= The Pure Souls =

Israeli music band

The Pure Souls (Hebrew: הנשמות הטהורות) was an Israeli music band that was active between 1972 and 1975. Many of the songs from their only album, also called The Pure Souls, are still played on Israeli radio, in the original versions and in a variety of cover versions. These songs symbolize the era of Yom Kippur War.

Band member and manager, Nathan Cohen wrote and composed most of the band's songs. He was also the only band member who stayed in the band during the entire time it was active. After the band stopped existing officially, Cohen recorded some albums in a variety of musical groups and as a solo singer. His record from 1983 included some hits. However, he never repeated the success he had with The Pure Souls.

Cohen established The Pure Souls after serving in a military band of Israel Defense Forces with Yoram Yochamy who also joined The Pure Souls. Some of the songs included in The Pure Souls album were recorded by Cohen and Yochamy when they still soldiers, serving in the military band.

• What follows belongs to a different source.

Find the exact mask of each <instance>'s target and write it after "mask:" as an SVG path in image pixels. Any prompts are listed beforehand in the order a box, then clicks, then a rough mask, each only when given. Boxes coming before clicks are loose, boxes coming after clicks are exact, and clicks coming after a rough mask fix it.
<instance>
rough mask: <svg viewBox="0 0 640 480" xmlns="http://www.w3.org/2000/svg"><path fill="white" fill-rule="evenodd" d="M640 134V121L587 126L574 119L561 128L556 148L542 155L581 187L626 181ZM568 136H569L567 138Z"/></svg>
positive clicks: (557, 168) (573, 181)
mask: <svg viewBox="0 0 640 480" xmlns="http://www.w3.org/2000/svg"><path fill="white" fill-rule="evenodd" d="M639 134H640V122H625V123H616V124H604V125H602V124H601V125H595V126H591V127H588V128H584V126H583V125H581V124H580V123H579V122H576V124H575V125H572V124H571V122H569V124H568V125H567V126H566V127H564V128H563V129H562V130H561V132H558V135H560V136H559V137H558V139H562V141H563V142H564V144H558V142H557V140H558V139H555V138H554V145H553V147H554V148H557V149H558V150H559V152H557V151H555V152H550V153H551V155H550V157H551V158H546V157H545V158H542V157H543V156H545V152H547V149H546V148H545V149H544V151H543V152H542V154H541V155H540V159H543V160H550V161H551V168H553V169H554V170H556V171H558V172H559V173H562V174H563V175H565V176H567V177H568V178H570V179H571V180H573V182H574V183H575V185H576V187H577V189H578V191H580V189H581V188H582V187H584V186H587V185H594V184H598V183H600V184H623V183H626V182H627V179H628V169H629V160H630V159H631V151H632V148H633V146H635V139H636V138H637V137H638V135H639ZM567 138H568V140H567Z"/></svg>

Most of the songs were recorded when The Pure Souls included Cohen, Yochamy and Nava Brochin, after those three musicians were released from serving in military bands and before they were recruited again, in the war. In the war, The Pure Souls became a new military band.

After many months active military reserve force service, Yochamy and Brochin had left the band. Irit Burla and Matti Caspi took their place, and completed the reserve service and the album recording. The band made a concert tour after publishing the record.